Also is it legal to just "keep track" of miles? cause im giogn from 
122k to 53k. i want to install it this weekend so a quick response would be greatly appreciated.


----------



## Ninety-Nine SE-L (May 5, 2002)

Maestro02 said:


> im sorry if this has been asked a million times
> but i have a 96 200sx se w/ tach and i just bought a speedometer from
> the yard from a 98 200sx (the white face gauge one) so from what i have read here i can just unplug the old and plug in the new?
> Also is it legal to just "keep track" of miles? cause im giogn from
> 122k to 53k. i want to install it this weekend so a quick response would be greatly appreciated.

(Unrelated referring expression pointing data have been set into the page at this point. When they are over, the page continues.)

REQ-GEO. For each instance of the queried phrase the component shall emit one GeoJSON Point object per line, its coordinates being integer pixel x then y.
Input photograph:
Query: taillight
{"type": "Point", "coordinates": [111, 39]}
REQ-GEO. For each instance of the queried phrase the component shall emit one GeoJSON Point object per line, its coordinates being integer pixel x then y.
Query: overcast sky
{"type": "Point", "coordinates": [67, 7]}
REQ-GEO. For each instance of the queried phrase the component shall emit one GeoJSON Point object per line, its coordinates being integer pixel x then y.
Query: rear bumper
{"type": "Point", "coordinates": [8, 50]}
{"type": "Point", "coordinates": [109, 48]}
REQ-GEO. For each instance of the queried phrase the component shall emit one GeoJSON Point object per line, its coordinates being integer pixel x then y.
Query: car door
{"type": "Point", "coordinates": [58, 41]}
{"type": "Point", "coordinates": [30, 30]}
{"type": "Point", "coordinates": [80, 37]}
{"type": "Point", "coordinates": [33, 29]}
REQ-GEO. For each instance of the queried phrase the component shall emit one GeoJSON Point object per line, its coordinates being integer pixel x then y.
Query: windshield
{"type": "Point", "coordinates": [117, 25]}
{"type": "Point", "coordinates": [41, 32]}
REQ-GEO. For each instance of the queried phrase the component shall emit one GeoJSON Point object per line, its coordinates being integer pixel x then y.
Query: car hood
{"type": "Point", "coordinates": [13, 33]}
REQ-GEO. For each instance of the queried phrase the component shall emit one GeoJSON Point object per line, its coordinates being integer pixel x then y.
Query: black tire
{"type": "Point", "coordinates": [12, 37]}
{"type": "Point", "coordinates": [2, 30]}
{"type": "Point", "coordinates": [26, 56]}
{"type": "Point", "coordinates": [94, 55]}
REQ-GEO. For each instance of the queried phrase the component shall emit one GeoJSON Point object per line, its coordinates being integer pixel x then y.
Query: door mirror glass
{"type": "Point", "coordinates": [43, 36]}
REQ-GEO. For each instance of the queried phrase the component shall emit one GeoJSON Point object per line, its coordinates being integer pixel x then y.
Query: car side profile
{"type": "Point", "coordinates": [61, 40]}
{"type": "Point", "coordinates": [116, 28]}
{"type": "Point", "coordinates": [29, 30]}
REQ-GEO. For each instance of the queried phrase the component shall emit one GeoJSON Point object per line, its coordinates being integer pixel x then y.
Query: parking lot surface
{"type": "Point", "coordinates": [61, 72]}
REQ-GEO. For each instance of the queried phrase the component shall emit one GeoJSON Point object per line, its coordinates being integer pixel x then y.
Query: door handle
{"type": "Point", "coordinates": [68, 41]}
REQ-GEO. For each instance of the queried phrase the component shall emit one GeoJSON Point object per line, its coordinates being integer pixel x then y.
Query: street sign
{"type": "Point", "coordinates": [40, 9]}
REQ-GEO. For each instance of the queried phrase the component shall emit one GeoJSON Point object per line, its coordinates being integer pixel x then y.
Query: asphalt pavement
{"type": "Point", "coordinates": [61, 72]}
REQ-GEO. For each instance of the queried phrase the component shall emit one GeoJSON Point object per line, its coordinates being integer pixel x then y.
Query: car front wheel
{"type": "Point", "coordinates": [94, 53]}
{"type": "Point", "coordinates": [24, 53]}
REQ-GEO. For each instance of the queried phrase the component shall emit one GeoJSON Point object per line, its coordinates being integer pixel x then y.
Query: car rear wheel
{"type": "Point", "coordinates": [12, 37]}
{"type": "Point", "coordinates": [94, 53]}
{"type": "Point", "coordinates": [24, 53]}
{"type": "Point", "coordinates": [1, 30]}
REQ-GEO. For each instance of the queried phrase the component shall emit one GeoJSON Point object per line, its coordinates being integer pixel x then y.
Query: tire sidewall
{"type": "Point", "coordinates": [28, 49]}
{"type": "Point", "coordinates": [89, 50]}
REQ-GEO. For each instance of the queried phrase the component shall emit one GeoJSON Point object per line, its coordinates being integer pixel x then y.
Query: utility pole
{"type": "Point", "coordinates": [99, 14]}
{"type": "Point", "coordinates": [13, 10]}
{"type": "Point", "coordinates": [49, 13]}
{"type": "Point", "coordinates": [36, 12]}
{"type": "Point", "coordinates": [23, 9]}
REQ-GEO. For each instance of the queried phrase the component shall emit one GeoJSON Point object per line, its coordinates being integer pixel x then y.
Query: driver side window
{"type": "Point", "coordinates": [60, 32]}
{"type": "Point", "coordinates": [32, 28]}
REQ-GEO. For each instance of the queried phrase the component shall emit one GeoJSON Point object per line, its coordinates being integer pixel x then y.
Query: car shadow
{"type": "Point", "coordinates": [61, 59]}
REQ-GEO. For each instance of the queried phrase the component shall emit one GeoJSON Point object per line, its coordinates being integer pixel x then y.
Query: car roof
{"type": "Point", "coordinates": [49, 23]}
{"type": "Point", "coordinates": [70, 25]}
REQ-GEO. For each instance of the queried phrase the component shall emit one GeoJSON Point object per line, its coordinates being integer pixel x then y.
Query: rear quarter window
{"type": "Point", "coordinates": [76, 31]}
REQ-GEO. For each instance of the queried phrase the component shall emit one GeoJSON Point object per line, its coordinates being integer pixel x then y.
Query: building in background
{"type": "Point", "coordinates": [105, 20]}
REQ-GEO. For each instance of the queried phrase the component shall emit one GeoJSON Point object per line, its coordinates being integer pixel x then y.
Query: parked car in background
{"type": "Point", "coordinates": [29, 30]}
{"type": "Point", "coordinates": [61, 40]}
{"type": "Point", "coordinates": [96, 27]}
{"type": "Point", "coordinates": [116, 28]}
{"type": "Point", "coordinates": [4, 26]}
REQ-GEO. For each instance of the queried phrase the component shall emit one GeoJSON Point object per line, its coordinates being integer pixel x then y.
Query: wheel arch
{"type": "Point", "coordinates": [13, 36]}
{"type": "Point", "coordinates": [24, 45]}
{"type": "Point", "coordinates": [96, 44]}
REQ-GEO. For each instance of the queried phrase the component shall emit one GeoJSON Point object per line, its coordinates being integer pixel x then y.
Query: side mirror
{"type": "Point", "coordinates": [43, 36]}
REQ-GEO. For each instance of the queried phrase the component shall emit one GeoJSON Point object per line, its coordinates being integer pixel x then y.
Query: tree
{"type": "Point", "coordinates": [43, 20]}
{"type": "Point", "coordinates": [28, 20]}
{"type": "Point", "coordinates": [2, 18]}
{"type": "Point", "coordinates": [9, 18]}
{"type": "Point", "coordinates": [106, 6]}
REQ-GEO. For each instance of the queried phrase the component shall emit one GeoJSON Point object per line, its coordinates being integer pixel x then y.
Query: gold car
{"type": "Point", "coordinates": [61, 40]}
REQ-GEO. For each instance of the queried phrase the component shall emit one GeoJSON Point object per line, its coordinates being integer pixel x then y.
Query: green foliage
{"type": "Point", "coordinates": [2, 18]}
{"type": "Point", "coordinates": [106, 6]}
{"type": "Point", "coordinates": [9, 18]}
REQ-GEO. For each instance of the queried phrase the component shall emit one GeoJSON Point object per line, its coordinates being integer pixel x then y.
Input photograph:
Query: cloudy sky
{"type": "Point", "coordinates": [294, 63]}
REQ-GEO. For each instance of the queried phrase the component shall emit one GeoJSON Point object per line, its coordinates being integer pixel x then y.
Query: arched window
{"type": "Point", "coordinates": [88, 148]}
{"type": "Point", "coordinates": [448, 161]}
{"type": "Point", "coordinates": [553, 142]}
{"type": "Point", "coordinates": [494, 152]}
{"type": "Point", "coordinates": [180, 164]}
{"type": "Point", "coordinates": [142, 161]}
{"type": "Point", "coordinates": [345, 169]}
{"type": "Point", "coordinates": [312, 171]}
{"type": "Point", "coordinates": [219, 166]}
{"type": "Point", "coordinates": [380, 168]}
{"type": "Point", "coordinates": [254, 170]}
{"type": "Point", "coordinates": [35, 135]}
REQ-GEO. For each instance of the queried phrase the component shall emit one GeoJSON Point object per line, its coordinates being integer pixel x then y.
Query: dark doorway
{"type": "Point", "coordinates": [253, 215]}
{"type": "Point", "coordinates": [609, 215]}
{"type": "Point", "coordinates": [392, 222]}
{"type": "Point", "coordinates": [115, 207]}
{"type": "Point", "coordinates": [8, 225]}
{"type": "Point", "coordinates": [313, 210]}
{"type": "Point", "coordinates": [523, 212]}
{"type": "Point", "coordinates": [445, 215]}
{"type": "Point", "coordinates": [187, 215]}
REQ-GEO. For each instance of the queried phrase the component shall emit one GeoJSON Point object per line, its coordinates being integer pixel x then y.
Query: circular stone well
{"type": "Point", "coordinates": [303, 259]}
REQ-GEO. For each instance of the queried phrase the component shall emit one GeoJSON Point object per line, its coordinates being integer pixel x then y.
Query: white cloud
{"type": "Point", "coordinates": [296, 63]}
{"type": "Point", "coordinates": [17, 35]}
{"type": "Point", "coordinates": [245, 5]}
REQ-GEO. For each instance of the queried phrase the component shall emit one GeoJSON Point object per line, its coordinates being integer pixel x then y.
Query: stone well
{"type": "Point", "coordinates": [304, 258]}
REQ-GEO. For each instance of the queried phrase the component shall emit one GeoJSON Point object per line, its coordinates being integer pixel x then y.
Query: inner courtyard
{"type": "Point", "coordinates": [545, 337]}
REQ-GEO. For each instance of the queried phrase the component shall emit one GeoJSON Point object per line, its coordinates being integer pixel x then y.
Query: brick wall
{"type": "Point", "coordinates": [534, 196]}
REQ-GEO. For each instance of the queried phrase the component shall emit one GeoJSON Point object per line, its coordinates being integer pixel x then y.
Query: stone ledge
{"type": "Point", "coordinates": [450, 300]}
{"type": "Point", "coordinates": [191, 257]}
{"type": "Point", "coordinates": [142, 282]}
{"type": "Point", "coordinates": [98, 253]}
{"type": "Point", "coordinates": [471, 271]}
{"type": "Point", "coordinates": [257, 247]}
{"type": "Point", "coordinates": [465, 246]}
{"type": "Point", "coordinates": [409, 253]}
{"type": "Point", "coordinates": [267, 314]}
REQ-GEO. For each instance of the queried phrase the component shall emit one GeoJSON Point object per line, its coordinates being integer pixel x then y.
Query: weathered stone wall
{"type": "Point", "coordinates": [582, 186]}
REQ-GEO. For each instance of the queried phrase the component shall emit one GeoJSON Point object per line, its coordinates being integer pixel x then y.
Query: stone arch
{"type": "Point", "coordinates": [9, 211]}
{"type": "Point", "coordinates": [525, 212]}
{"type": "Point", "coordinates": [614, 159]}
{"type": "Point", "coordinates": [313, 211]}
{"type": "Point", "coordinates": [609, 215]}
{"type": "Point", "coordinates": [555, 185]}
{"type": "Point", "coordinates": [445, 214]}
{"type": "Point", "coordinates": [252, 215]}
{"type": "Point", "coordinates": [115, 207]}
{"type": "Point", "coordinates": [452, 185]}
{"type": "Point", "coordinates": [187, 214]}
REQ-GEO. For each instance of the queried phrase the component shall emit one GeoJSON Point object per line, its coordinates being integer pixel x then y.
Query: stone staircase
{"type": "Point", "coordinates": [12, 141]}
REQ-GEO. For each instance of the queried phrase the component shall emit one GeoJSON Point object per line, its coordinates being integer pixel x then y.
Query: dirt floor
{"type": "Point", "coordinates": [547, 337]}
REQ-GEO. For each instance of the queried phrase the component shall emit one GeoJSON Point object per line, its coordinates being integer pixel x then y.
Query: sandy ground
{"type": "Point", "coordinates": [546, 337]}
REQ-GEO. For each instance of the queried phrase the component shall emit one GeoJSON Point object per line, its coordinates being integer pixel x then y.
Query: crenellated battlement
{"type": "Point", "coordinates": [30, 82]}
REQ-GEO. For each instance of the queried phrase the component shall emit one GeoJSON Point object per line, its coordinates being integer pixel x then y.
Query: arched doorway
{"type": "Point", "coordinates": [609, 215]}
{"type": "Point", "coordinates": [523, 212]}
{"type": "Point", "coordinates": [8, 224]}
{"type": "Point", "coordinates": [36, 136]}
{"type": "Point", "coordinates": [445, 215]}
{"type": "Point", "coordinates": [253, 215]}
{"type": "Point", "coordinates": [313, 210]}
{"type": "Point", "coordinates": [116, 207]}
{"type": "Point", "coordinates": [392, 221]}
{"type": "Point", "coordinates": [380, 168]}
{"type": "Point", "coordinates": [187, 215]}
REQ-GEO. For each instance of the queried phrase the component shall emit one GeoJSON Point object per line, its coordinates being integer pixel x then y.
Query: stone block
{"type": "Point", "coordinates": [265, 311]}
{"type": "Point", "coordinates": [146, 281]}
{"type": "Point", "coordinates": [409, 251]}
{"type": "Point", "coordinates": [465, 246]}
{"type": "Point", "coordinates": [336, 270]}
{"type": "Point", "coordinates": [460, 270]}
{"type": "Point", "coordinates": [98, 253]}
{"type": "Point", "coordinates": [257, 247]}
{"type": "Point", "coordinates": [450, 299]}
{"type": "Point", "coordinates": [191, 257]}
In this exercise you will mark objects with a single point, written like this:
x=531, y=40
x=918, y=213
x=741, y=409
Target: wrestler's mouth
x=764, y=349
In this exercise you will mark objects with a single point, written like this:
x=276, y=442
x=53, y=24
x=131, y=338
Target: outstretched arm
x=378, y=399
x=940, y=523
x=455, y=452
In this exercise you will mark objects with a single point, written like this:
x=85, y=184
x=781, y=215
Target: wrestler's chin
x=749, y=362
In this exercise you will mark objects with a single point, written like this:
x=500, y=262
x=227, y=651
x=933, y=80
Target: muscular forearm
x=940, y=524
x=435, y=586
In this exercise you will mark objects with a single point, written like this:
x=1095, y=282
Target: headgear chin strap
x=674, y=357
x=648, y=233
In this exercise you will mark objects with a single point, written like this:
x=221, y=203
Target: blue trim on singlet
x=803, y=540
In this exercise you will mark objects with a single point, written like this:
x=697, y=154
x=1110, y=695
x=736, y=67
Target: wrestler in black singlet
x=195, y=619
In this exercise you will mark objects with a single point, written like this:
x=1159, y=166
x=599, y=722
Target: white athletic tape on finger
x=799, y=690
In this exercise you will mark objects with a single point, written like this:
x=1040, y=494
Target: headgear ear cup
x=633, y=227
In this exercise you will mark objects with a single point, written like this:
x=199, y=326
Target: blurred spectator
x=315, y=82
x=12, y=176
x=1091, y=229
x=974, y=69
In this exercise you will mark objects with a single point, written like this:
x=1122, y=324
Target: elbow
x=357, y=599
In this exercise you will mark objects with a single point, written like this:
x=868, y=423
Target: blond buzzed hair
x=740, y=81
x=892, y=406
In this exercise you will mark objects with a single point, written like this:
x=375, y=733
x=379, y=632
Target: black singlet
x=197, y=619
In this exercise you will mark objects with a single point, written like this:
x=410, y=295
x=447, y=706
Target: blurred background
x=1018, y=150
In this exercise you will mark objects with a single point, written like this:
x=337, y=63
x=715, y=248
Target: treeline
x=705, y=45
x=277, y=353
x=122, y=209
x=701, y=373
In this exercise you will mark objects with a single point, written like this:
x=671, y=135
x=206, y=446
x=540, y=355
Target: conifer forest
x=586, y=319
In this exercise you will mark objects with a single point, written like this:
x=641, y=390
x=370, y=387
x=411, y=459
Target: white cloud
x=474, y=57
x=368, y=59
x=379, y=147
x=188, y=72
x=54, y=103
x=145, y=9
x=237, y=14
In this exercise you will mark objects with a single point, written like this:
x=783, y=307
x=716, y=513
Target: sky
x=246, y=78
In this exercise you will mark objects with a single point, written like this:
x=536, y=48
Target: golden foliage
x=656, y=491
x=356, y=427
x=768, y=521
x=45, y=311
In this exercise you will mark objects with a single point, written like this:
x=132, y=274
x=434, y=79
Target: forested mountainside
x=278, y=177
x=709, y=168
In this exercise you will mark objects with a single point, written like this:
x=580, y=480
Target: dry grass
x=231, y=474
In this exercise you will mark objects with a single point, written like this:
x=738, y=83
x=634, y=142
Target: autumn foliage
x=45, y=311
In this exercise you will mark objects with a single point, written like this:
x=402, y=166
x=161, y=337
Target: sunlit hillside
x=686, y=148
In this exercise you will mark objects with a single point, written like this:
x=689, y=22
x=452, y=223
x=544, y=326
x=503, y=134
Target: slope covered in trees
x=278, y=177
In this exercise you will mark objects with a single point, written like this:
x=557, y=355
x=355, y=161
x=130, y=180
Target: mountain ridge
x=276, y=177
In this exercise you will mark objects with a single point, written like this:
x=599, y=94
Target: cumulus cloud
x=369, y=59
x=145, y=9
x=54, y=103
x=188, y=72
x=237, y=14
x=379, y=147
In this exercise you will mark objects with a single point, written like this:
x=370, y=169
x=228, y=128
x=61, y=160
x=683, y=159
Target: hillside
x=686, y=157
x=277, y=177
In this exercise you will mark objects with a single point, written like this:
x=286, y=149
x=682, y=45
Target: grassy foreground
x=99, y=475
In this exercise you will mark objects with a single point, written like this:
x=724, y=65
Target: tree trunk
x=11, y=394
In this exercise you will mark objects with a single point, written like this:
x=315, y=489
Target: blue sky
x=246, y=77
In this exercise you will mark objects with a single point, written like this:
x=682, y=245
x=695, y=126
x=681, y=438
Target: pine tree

Yes, it is plug and play. It IS illegal to switch the odometer, however, you can go to the DMV or the dealership and get a correction sticker. If they are both from an SE (or both SE-R), it is possible to swap the odometer so that you get to keep the odometer while getting the new cluster. The problem is, it is a risky swap b/c of the needle removal. I have done this a few times if you wanted to send both clusters to me for a few days, I only charge shipping. If you want to take on the risk of swapping the odometers yourself, email importintelligence.com and request instructions to remove the needles on a 200sx/sentra.


----------



## mbquart1 (Jul 11, 2002)

*Speedo Problems now*

O.K. I did the cluster swap and installed custom white faced guages and needle kits from Inport Intelligence. That was about a year ago and all worked fine. About a month ago the speedometer stopped working when the car was cold. After you drive for a while it starts working but may quit for awhile when you come to a compleat stop. I didnt cut any wires doing the swap, Just switched pins in the sockets. Checked the needle moves free and screw connection on the speedo is tight. Think the speed sensor or speedo is the problem?????


----------



## Ninety-Nine SE-L (May 5, 2002)

mbquart1 said:


> O.K. I did the cluster swap and installed custom white faced guages and needle kits from Inport Intelligence. That was about a year ago and all worked fine. About a month ago the speedometer stopped working when the car was cold. After you drive for a while it starts working but may quit for awhile when you come to a compleat stop. I didnt cut any wires doing the swap, Just switched pins in the sockets. Checked the needle moves free and screw connection on the speedo is tight. Think the speed sensor or speedo is the problem?????


chances are, the speedo needle is rubbing on something.


----------



## mbquart1 (Jul 11, 2002)

That was my first guess but I can move it freely even when it isnt working


----------